Suffolk Downs edged out Wellesley by several furlongs in competition for an early opening. As a Get Rich Quick scheme a man can get about as far by an investment in Ukrainian Uranium as by attempting to thwart the thoroughbreds, but, for those who like theirs in moderation, the track is there in East Boston, the pigs are at the post, and the money . . . well, write the folks that you're studying for provisionals, and include a list of the Harvard Foreign Policy Library "which is requited reading." Seldom fails.

World War II ended in 1945 and the ranks of veterans are depleted, but there still remain a number of Harvard men who like to go out with girls. If such is your case, and if your folks have answered the above letter with an aplication for a library card, there are less expensive Courses of Action open to the enterprising.
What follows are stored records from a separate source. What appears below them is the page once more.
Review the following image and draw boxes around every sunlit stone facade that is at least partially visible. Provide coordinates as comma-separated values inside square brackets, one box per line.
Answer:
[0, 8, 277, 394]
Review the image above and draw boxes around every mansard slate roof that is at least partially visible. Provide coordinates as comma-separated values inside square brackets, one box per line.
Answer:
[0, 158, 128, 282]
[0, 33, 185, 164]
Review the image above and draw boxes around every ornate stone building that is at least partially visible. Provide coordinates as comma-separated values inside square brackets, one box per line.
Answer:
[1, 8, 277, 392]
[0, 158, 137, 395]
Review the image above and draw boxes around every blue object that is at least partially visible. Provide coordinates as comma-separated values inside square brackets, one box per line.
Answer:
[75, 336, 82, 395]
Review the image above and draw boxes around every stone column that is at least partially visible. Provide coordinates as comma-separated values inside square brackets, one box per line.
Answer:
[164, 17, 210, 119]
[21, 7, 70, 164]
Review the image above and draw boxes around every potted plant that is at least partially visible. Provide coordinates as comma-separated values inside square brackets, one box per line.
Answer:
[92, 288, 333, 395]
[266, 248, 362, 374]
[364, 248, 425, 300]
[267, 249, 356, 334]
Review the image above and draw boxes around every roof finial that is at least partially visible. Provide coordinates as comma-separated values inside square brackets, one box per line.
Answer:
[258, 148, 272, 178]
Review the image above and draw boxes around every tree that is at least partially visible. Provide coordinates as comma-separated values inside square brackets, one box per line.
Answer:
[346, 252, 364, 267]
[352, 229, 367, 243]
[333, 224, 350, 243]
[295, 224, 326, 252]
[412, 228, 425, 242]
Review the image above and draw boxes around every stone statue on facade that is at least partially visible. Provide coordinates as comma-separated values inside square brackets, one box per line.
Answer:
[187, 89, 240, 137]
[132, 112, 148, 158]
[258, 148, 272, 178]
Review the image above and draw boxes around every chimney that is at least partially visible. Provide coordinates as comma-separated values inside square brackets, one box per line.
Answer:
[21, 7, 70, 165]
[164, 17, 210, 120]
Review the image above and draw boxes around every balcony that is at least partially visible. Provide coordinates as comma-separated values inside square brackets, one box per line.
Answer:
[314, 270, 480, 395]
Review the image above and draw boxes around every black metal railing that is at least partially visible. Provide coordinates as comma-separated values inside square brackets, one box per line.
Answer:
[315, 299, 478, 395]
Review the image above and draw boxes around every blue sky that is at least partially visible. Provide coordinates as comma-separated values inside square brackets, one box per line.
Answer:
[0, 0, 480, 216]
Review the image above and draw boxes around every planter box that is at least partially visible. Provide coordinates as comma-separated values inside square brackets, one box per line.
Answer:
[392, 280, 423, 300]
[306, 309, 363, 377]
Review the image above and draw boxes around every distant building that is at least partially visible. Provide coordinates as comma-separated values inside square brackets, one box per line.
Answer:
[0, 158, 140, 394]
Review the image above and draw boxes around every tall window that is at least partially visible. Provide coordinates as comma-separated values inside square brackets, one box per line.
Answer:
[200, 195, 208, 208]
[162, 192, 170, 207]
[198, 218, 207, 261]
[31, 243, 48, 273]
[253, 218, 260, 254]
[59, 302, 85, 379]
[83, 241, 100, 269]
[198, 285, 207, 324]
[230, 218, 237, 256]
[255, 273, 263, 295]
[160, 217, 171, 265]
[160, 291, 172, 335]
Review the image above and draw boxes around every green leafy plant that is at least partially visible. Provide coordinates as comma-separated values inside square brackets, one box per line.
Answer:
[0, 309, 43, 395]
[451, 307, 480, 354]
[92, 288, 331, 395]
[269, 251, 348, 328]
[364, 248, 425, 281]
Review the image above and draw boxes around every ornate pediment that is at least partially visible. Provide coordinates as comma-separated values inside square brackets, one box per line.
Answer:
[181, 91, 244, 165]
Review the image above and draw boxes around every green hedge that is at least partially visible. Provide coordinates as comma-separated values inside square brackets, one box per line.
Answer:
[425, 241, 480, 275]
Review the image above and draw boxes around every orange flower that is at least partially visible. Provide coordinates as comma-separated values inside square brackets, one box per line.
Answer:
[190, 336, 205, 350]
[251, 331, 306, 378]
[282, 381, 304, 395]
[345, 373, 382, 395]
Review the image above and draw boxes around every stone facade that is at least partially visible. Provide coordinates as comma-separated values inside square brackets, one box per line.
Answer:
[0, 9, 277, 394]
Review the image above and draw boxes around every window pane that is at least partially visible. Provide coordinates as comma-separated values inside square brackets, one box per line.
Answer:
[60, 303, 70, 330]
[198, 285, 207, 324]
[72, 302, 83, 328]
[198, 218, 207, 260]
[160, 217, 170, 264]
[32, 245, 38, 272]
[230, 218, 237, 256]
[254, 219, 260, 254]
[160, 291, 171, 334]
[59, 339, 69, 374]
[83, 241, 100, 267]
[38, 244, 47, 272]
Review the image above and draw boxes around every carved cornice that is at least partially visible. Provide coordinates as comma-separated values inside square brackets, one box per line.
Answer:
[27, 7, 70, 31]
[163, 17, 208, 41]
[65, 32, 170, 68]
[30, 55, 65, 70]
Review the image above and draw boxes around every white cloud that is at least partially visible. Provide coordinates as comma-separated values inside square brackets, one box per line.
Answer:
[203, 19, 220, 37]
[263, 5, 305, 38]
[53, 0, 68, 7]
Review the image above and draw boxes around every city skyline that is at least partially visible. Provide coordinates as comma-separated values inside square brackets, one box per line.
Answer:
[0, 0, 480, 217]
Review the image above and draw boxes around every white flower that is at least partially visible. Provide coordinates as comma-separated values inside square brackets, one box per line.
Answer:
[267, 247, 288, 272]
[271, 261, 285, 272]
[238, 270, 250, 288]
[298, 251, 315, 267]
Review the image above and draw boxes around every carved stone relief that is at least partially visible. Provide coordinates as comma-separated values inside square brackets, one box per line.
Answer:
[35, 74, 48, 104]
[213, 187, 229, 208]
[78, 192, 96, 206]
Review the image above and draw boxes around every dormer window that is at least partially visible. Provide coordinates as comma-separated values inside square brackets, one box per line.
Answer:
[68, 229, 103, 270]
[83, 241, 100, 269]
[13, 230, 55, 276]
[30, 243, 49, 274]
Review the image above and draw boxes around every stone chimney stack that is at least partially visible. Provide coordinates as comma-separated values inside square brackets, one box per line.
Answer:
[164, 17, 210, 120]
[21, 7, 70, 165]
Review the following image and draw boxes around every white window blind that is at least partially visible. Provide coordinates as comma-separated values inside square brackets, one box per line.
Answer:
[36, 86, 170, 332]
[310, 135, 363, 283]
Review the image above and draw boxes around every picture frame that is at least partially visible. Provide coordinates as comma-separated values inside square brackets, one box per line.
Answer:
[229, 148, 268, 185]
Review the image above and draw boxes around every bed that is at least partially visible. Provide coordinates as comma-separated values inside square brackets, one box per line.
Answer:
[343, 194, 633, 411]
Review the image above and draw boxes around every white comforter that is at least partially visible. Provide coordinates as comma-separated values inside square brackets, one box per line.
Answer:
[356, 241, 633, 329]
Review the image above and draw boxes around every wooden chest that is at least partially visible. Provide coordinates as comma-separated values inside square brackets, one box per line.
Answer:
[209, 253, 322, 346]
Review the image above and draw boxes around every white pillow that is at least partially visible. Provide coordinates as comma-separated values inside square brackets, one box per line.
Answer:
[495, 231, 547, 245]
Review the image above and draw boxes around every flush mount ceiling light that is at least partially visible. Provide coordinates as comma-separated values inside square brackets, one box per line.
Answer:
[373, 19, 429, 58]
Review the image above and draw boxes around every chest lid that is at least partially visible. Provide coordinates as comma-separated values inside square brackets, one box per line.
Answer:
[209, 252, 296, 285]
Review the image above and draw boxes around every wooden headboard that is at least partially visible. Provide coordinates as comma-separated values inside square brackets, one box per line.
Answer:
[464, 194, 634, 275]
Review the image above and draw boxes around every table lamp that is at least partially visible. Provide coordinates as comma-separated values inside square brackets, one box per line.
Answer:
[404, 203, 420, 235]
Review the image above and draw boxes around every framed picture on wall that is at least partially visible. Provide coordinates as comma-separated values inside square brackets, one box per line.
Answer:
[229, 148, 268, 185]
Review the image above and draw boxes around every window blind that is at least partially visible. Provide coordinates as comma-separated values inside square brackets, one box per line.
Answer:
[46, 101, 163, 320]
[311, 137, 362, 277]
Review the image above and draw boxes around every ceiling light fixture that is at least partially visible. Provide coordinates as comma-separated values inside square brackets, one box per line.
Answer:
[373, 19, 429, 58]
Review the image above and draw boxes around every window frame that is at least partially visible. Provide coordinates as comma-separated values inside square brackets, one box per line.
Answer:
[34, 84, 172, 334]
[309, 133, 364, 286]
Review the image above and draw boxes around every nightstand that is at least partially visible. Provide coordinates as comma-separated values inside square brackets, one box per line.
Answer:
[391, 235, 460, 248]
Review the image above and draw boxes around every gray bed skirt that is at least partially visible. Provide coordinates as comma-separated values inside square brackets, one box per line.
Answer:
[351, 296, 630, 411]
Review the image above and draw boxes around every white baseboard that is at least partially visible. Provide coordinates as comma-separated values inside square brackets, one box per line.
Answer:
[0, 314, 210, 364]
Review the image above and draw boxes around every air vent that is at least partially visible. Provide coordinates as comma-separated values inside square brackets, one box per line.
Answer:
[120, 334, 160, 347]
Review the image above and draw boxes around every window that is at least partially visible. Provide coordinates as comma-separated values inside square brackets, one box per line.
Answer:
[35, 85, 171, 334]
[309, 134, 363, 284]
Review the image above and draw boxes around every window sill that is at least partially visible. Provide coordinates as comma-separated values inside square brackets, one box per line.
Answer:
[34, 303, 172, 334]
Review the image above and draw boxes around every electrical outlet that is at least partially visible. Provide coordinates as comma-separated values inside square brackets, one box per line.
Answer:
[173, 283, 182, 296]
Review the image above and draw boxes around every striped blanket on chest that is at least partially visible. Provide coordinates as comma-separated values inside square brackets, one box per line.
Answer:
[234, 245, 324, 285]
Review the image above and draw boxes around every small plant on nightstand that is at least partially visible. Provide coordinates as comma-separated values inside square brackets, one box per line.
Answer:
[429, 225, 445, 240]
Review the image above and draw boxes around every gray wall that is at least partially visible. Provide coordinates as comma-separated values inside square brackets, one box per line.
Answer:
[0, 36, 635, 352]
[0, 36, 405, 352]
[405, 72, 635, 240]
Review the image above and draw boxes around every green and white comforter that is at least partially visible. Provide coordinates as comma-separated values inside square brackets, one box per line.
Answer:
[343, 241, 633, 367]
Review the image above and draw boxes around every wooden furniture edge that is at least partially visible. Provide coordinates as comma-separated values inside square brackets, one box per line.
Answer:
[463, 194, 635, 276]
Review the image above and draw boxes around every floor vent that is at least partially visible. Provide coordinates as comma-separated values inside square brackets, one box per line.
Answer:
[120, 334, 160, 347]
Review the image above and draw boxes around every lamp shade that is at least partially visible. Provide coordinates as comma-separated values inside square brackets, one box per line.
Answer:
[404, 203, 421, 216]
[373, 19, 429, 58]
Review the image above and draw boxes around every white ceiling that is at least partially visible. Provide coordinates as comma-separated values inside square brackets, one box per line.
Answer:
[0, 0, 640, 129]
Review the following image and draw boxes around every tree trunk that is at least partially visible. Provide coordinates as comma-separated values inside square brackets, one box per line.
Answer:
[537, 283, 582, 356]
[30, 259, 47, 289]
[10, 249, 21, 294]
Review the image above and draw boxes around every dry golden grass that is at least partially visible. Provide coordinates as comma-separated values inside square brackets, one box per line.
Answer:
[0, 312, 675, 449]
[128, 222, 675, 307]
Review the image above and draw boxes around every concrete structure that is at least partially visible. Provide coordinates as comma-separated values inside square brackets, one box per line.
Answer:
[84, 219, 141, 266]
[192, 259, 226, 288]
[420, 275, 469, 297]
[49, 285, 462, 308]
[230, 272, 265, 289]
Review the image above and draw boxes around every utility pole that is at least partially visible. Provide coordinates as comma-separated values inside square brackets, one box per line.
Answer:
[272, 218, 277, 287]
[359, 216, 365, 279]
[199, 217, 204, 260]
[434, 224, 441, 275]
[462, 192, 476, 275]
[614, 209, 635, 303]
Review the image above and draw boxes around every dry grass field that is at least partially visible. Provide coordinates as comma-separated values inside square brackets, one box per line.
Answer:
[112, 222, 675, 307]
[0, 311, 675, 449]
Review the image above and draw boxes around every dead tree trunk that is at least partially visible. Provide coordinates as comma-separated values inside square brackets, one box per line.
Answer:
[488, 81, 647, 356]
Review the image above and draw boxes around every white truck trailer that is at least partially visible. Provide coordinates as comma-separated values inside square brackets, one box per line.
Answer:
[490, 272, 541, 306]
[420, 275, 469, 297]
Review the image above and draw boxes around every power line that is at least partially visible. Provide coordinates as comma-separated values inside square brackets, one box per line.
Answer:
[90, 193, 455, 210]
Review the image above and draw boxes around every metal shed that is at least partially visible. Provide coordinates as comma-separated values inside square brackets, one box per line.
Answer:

In brief, you can always buy a muzzle and copy of the rule book for the girl, and head for the Beantown ball park bleachers.

Now it has come to light in recent years that the citizens of Boston support two alleged baseball associations known respectively (in order of prowess) as the Battling Bosox and the National League Baseball Club of Boston.

At this writing, Mr. Theodore Williams of the former aggregation is no longer entertaining the crowd with his genetic gestures from left field, but the Sox have put on a sufficiently phenomenal early season performance to lead the American League, or Junior Circuit as those people who write sports stories are wont to call it. The surprising Brownies from St. Louis are in town today through Saturday, closely followed by the Tribe from Cleveland.

Boston has always been an American League town because of the colorful Red Sox, and it is a bit of a shock to oldtime fans to find persons named Piersall, Lepcio, and Throneberry performing in place of the Doerrs, Peskys, Williamses, and Goodmans of former days, but a team can not do too much better than first place. To get to Fenway Park, you Rapidly Transit to Park Street, go upstairs, and take a Streetcar Named Watertown to Kenmore Square.

Way to Go

To get to Braves Field, where the National League representatives perpetrate, you go the same way but get off three stops further. This is known as going from the sublime to the ridiculous. But here, at least, you can see the Giants in action a week from Saturday.

Outdoor observation on the local scene also hits an all-year high in this season. For about a buck, or an H.A.A. coupon, you can drag the fortunate fe- male to Soldiers Field and watch baseball college style. Then in the last of the fifth, when the score is 32 to 7, you can leave, pick up a case of beer, and join the cheering thousands along the river banks who wonder "which crew is Harvard's?"

Finally, for the lone wolf, there are always the countless local links, proving grounds for the development of a four-letter functional vocabulary.